I is for Incisa della Rocchetta

Mario Incisa della Rocchetta, of the Italian winery Tenuta San Guido, was the inspiration behind the “Super Tuscan”.  Not officially recognized by Italian wine law, these wines emerged in the 1970s as a result of restrictive wine laws, and decreased quality of and demand for Chianti. 

By the late 1960s, Chianti was suffering from overproduction, poorly situated vineyards, sub-par varietal clones, and over-dilution with white grapes.  Not wanting their wines to only be purchased for their straw-covered bottles, some producers thought they could do better by ignoring the wine laws.  Instead of the traditional Sangiovese-Canaiolo-Malvasia-Trebbiano blend, producers began experimenting with Cabernet Sauvignon and other varieties. 

Incisa della Rocchetta made Cabernet Sauvignon from vines sourced from Château Lafite in Bordeaux and aged his wine in French-oak barriques, as opposed to the old, large-format Slavonian oak, which was common at the time.  He called it Sassicaia, dialect for place of stones, and his production was tiny.  Fortunately, his cousin Piero Antinori (the head of another centuries-old winemaking family) got wind of what Mario was up to and created Tignanello, the first well-known “non-Chianti Chianti” (thanks, Karen MacNeil). 

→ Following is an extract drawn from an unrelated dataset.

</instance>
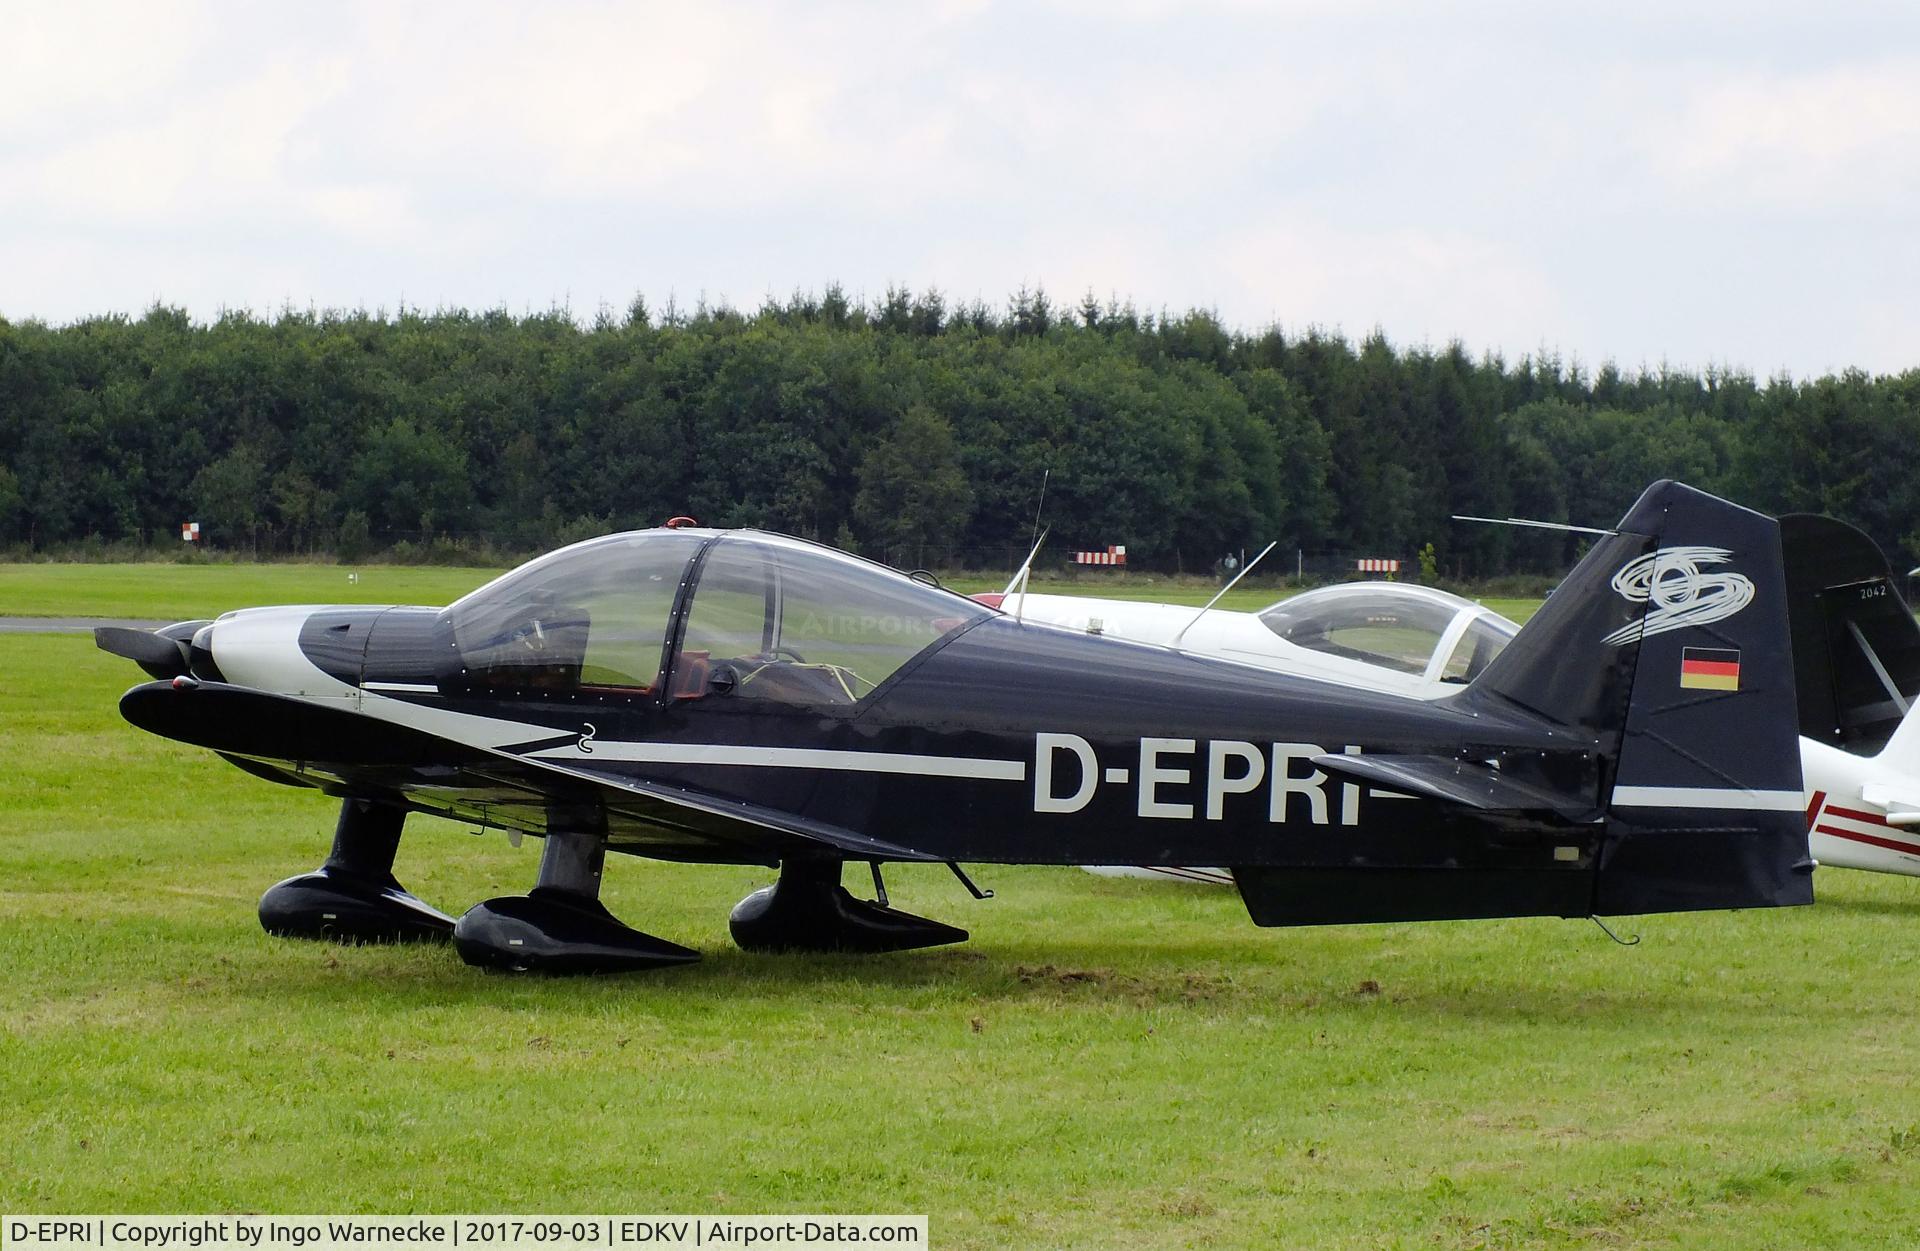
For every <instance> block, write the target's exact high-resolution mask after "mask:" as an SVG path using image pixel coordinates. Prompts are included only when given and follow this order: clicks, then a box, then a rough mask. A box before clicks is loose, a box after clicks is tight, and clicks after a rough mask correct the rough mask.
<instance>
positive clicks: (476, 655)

Piero’s younger brother, Lodovico Antinori, went on to make Ornellaia, sourced from grapes planted right next to the ones used in Sassicaia.  Many other producers have since followed suit.  To this day, these three Super Tuscans are rich, juicy, incredibly sought-after, and go to show what can happen when you combine the right grapes with the right site.